About Us

Alison Macdonald

Alison Macdonald a physical oceanographer who enjoys going to sea and working with observations. Her research focuses on large-scale currents, transport of heat and carbon throughout the global ocean, and climate scale changes in water characteristics in the deep ocean. She is particularly interested in how deep currents move water properties that are changing with time around the globe. For this project she is looking to see what the cesium measurements in the eastern North Pacific can tell us about how the characteristics of ocean water once at the surface in the western basin are spread and mixed over a time-scale of 5 years.

Ken Buesseler

Ken Buesseler is a senior scientist in the Marine Chemistry & Geochemistry department and director of the WHOI Center for Marine and Environmental Radioactivity (CMER).
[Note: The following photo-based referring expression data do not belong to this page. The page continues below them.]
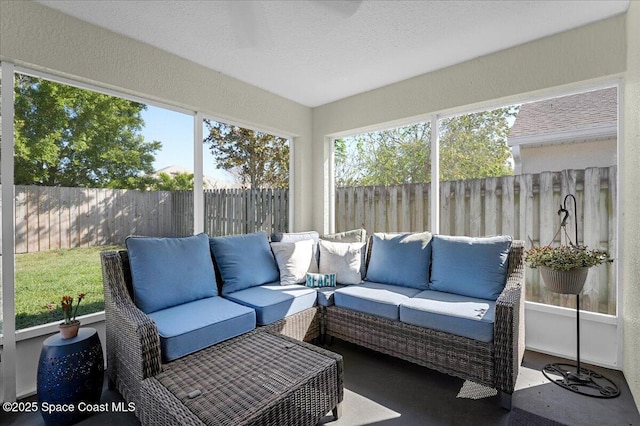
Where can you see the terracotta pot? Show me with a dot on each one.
(69, 331)
(565, 282)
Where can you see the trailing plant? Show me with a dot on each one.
(566, 257)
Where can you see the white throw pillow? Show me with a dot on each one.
(294, 260)
(342, 259)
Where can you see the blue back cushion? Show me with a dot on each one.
(400, 259)
(474, 267)
(244, 261)
(170, 271)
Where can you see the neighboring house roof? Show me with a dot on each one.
(575, 118)
(208, 182)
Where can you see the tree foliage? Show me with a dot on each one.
(471, 146)
(259, 160)
(172, 182)
(66, 136)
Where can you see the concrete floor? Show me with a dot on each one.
(384, 391)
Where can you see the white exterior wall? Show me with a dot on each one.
(552, 158)
(630, 206)
(587, 54)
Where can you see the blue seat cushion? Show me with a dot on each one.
(460, 315)
(400, 259)
(377, 299)
(272, 302)
(474, 267)
(187, 328)
(170, 271)
(244, 261)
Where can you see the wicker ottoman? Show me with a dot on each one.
(259, 378)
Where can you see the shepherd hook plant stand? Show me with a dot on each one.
(574, 377)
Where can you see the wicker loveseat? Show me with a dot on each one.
(493, 362)
(135, 349)
(135, 344)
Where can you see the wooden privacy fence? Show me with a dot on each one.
(523, 206)
(55, 217)
(234, 211)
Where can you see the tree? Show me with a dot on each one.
(258, 159)
(67, 136)
(172, 182)
(474, 146)
(471, 146)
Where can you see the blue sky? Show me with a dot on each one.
(175, 131)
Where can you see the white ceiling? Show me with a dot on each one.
(314, 52)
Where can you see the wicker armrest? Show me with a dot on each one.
(133, 343)
(509, 322)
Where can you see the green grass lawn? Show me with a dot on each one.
(43, 278)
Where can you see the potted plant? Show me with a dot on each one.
(69, 328)
(564, 269)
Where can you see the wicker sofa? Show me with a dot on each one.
(493, 362)
(135, 345)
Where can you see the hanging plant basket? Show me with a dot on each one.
(565, 282)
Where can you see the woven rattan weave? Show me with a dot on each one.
(132, 340)
(259, 378)
(493, 364)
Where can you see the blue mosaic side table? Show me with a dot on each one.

His work includes studies of fallout from atmospheric nuclear weapon testing, assessments of Chernobyl impacts on the Black Sea, and examination of radionuclide contaminants in the Pacific resulting fro the Fukushima accident. He launched the Our Radioactive Ocean project, a citizen science sampling effort along the west coast of United States, to monitor the offshore Fukushima-derived radionuclides arrival off the US west coast and investigate the spread of the radionuclide across the Pacific and its evolving impacts on the ocean.

Sachiko Yoshida

Sachiko Yoshida is a physical oceanographer interested in the oceanic eddy dynamics and its interaction with circulation systems. She enjoys the sea-going opportunity to collect and analyze data for real-time oceanography. Using her own observations as well as those from variety of other sources she has been analyzing the spread of contamination along 30°N in the Pacific. Her current focus is understanding the processes responsible for the deepest observed Fukushima-derived radionuclides found at mid-depths (~600 m) in western Pacific two years after the accident.

Irina Rypina

Irina Rypina is an associate scientist in Physical Oceanography department. She works to understand dispersion and transport barriers in geophysical flows using dynamical system theory and float observations. In this project, she has been conducting experiments using data from numerical ocean models to understand how parcels of water carrying Fukushima-derived radionuclides spread and disperse in the North Pacific.  As there are so few direct observations available for verifying the results of such numerical models Irina looked to another type of data. To provide an observational basis for comparison, she developed a statistical technique, which she has applied to surface drifter observations. This technique determines the probability that contamination can reach any particular location in the North Pacific as well as the timing associated with the spread.

Steven Jayne

Steve Jayne is a senior scientist in physical oceanography department. His research interests include understanding and modeling the ocean’s dynamics and its role in Earth’s climate. He is also interested in studying the special role of western boundary currents in the general ocean and eddy-mean flow interactions within them.  His expertise in western boundary currents and eddies is particularly important for understanding how these dynamical ocean features affect the spread of Fukushima contamination.

Steven Pike

Steve Pike is a marine radiochemist who works on the sampling, analysis and evaluation of natural and artificial radioisotopes and trace metal contaminants in the environment including groundwater, aerosols and precipitation. He is an experienced sea-going oceanographer with expert knowledge of laboratory techniques for detecting radioisotopes. In this project, he is in charge of isolation and measurement of radiocesium in the seawater and sediment samples collected from coastal and open oceans.

David Fertitta

David Fertitta is a senior at Louisiana State University where he is working toward a B.S. in Coastal Environmental Science with a minor in Mathematics.  In the summer of 2015 he joined our project as a WHOI Summer Student Fellow.  His summer project investigated the potential spread of contamination within the North Atlantic from a hypothetical accident at power plant on the New England coast. With the assistance of Dr. Rypina, he extended the statistical technique she had used to look at the horizontal spread and timing of Fukushima radionuclides to make best use of the Global Drifter Program and NOAA Northeast Fisheries Science Center drifter data sets.  Read more…

 

Jennifer Kenyon

Jennifer Kenyon is a PhD student working with Ken Buesseler in the Marine Chemistry and Geochemistry department. As part of her early PhD work, she collected and analyzed seawater measurements of Fukushima-derived strontium-90, cesium-137, and iodine-129. She is particularly interested in identifying ongoing sources and release mechanisms of these radionuclides off the coast of Japan.